Jeder Laternenmast am Bürgersteig, jede zentrale Grünfläche verrät es: Der Wahlkampf ist auf vollen Touren. Plakate und Banner bestimmen derzeit das Stadt- oder Dorfbild. Und seit die ersten Plakate hängen, fühlen sich viele von jenen gestört, die mit den Plakaten angesprochen werden sollen: die Wähler:innen. Einige von ihnen wandten sich sogar mit einem Leserbrief an die Redaktion. Joachim Katzur aus Osterholz-Scharmbeck ist einer von ihnen. Er findet die Wahlplakatwälder weder zeitgemäß noch sinnvoll. Vor allem: Der anfallende Müll passe nicht zu den umweltschützenden Slogans der Parteien.
Eine belästigende Umweltverschmutzung
Wir wollten wissen: Sehen das noch mehr Wähler:innen so und haben bei unseren Leser:inen nachgefragt, wie sie die Wahlwerbung mit Plakaten bewerten.

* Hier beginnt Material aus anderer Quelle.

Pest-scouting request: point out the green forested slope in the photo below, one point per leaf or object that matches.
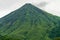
(29, 23)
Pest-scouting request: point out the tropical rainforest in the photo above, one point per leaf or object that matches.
(29, 23)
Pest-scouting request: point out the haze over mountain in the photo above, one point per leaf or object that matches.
(29, 23)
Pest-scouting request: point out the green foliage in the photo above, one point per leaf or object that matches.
(28, 23)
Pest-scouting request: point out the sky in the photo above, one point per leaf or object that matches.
(51, 6)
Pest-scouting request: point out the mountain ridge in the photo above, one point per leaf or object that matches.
(28, 23)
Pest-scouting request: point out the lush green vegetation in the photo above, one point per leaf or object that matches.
(29, 23)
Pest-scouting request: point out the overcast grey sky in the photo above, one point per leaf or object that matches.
(52, 6)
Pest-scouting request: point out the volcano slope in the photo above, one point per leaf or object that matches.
(29, 23)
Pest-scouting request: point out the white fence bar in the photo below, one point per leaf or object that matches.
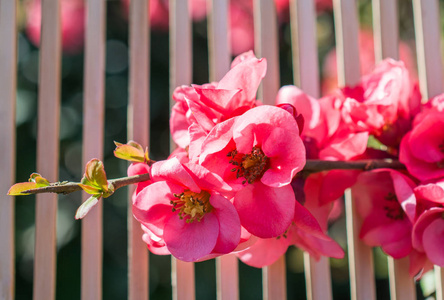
(385, 29)
(386, 35)
(304, 46)
(182, 277)
(362, 280)
(93, 133)
(428, 47)
(218, 42)
(8, 83)
(347, 46)
(138, 117)
(274, 282)
(48, 149)
(266, 45)
(306, 76)
(227, 276)
(227, 268)
(402, 286)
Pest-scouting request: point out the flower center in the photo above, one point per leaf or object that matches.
(393, 209)
(192, 206)
(251, 166)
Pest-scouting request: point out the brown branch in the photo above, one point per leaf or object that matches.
(311, 166)
(315, 165)
(69, 187)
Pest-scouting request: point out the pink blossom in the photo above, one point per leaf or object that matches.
(366, 58)
(325, 134)
(304, 232)
(422, 149)
(199, 108)
(139, 169)
(428, 234)
(258, 154)
(388, 210)
(72, 27)
(184, 209)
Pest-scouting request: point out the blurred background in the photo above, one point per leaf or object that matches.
(116, 98)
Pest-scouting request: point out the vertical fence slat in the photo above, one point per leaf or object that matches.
(48, 149)
(227, 277)
(93, 133)
(362, 281)
(304, 46)
(266, 45)
(428, 47)
(218, 42)
(385, 29)
(182, 273)
(8, 61)
(347, 47)
(306, 76)
(386, 32)
(274, 280)
(227, 268)
(402, 286)
(138, 117)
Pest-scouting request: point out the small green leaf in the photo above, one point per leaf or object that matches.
(128, 152)
(86, 206)
(109, 192)
(90, 189)
(135, 145)
(95, 175)
(38, 179)
(18, 188)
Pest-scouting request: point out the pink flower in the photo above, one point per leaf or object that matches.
(304, 232)
(258, 154)
(387, 205)
(139, 169)
(367, 60)
(325, 134)
(73, 24)
(184, 209)
(381, 96)
(199, 108)
(422, 149)
(428, 234)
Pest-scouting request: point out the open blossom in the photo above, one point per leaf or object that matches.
(366, 59)
(307, 231)
(206, 105)
(184, 210)
(422, 149)
(258, 154)
(387, 205)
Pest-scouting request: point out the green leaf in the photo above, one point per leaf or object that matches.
(135, 145)
(95, 175)
(18, 188)
(374, 143)
(86, 206)
(128, 152)
(38, 179)
(90, 189)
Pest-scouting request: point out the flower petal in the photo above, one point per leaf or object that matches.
(265, 211)
(229, 224)
(191, 241)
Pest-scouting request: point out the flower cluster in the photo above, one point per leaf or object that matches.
(234, 184)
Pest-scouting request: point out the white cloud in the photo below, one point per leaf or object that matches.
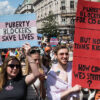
(5, 8)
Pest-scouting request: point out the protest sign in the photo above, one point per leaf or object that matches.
(86, 57)
(17, 29)
(53, 41)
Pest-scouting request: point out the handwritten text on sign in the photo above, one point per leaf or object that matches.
(86, 61)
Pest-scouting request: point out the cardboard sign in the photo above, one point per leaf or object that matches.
(86, 57)
(18, 28)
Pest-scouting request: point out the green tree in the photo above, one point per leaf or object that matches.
(50, 26)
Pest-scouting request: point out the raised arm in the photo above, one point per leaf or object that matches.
(34, 67)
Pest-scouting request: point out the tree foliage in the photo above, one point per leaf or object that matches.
(50, 26)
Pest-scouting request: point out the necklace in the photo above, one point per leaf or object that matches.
(9, 85)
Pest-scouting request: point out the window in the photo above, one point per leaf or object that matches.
(72, 21)
(71, 4)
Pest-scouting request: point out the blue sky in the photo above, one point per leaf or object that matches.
(9, 6)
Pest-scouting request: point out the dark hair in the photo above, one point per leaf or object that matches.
(60, 47)
(3, 74)
(32, 51)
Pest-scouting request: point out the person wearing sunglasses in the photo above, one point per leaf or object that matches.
(34, 91)
(59, 78)
(13, 85)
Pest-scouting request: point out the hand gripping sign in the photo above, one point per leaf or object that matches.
(86, 60)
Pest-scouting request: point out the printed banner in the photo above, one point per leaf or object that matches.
(86, 58)
(18, 27)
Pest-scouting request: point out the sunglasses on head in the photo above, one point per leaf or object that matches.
(34, 51)
(14, 65)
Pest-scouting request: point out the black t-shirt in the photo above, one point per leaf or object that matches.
(14, 90)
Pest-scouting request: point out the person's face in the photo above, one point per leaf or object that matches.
(12, 69)
(62, 56)
(36, 58)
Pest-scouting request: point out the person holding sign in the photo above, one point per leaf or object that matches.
(13, 85)
(59, 78)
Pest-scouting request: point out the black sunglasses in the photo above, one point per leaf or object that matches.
(14, 65)
(34, 51)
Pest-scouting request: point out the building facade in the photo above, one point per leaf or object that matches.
(63, 10)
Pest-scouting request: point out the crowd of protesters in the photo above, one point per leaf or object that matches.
(40, 73)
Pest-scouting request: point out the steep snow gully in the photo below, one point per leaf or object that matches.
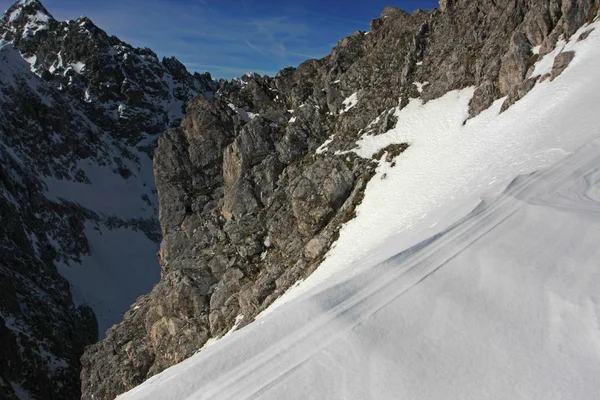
(498, 299)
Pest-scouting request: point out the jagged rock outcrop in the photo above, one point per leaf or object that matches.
(80, 113)
(256, 182)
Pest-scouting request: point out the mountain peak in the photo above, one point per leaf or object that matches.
(24, 18)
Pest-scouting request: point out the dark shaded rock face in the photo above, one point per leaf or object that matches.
(249, 199)
(72, 99)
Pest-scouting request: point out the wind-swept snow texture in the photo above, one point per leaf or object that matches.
(432, 292)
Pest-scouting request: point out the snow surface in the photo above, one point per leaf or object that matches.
(465, 274)
(122, 266)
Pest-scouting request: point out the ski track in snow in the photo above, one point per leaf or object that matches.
(499, 302)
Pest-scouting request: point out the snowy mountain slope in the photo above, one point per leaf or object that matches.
(500, 302)
(80, 114)
(256, 183)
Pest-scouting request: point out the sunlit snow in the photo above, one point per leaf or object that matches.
(466, 273)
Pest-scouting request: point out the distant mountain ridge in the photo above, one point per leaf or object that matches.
(255, 184)
(255, 176)
(80, 113)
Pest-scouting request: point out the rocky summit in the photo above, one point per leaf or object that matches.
(254, 176)
(80, 113)
(256, 182)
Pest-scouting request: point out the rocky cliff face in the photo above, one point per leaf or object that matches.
(256, 182)
(80, 114)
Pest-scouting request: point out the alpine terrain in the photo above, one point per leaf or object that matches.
(413, 216)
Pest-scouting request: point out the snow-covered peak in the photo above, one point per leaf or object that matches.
(23, 19)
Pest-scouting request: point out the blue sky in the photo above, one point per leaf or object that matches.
(229, 38)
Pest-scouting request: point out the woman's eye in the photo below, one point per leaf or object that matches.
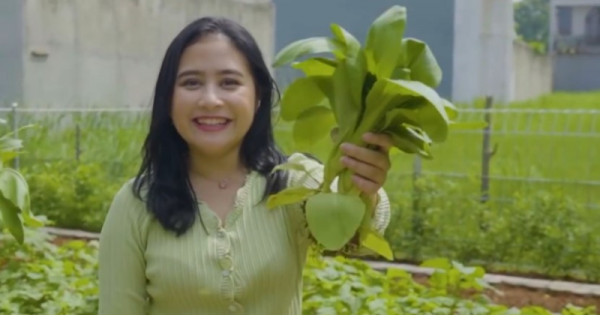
(191, 83)
(230, 83)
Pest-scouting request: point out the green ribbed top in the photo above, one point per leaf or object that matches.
(251, 264)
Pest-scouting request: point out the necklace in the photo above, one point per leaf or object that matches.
(223, 184)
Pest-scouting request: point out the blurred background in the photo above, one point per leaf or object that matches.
(521, 197)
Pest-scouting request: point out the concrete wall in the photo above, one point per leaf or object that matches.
(576, 72)
(484, 35)
(429, 20)
(533, 73)
(11, 45)
(107, 53)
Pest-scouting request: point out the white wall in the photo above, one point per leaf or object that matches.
(107, 53)
(484, 35)
(532, 73)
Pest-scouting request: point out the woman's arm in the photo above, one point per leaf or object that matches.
(121, 257)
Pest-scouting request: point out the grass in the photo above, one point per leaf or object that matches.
(545, 168)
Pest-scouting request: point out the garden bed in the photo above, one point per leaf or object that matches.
(517, 296)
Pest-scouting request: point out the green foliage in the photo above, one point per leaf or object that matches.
(539, 232)
(444, 222)
(47, 279)
(387, 86)
(72, 195)
(532, 23)
(41, 278)
(15, 203)
(345, 286)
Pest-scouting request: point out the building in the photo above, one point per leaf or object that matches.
(72, 53)
(575, 44)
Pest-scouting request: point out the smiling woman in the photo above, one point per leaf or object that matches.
(191, 233)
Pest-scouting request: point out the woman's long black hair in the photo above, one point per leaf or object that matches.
(163, 174)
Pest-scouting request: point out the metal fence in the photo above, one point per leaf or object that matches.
(523, 148)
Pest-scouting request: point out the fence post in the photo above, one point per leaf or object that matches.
(417, 218)
(15, 128)
(77, 142)
(487, 153)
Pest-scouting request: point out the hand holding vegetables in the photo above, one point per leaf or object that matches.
(369, 166)
(387, 88)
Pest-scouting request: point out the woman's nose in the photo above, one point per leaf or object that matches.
(210, 97)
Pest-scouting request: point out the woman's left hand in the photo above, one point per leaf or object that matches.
(370, 166)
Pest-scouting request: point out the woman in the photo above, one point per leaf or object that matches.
(191, 233)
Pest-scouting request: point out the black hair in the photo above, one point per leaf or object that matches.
(164, 169)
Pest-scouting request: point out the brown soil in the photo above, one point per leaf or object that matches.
(521, 297)
(553, 301)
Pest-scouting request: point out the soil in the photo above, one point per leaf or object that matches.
(521, 297)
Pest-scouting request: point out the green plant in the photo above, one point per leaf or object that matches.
(15, 202)
(43, 278)
(73, 195)
(547, 233)
(59, 277)
(387, 86)
(346, 286)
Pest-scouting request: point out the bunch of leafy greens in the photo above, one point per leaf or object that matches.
(387, 86)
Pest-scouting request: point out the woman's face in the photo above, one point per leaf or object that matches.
(215, 97)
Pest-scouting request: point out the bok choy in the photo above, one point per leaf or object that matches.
(386, 86)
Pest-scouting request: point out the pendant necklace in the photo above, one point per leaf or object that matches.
(223, 184)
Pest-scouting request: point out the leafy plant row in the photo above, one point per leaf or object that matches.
(541, 232)
(49, 279)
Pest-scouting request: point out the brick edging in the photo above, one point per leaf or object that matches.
(539, 284)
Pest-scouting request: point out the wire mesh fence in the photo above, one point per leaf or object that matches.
(543, 164)
(531, 148)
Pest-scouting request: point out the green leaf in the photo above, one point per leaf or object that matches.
(333, 219)
(437, 263)
(384, 41)
(297, 49)
(289, 196)
(14, 188)
(348, 81)
(290, 166)
(468, 125)
(317, 66)
(430, 113)
(301, 95)
(313, 125)
(348, 44)
(451, 110)
(410, 140)
(11, 220)
(374, 241)
(419, 59)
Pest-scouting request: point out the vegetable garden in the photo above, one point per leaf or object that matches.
(75, 160)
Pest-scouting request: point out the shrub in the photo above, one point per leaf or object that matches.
(544, 232)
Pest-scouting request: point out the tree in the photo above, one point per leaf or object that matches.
(532, 22)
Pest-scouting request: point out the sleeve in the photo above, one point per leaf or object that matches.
(122, 281)
(314, 177)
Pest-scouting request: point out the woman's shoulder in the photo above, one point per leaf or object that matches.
(127, 204)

Und tatsächlich: Keine der Antworten fällt positiv aus. Ulrike Lindner aus Worpswede findet „Wahlplakate total unnötig“, Renate Buescher sieht darin eine „Umweltverschmutzung“, Christa von Bebern meint, sie seien „reine Verschwendung“ von Geld, Sandra Puckhaber erfährt die Plakate als „Belästigung“ und Katja Poppe aus Bremervörde fordert gar einen generellen Verzicht auf Wahlplakate. Kritisiert werden von den meisten zudem die „inhaltlosen Parolen“. Zusammengefasst: Wahlplakate sind für einige potenzielle Wähler:innen eine so belästigende wie inhaltslose Verschwendung von Geld, die zudem zuungunsten der Umwelt ausfällt.
Oder gleich Müll?
Für andere hingegen reichen kritische Worte nicht aus. Weil sie wohl davon überzeugt sind, dass es sich bei den Plakaten um Müll handelt, führen sie sie der Deponie selbstständig zu, indem sie die Plakate zerstören. Davon berichten Jochen Hake und Arnold Neugeborn, der die Liste der Linken für den Schwaneweder Gemeinderat anführt.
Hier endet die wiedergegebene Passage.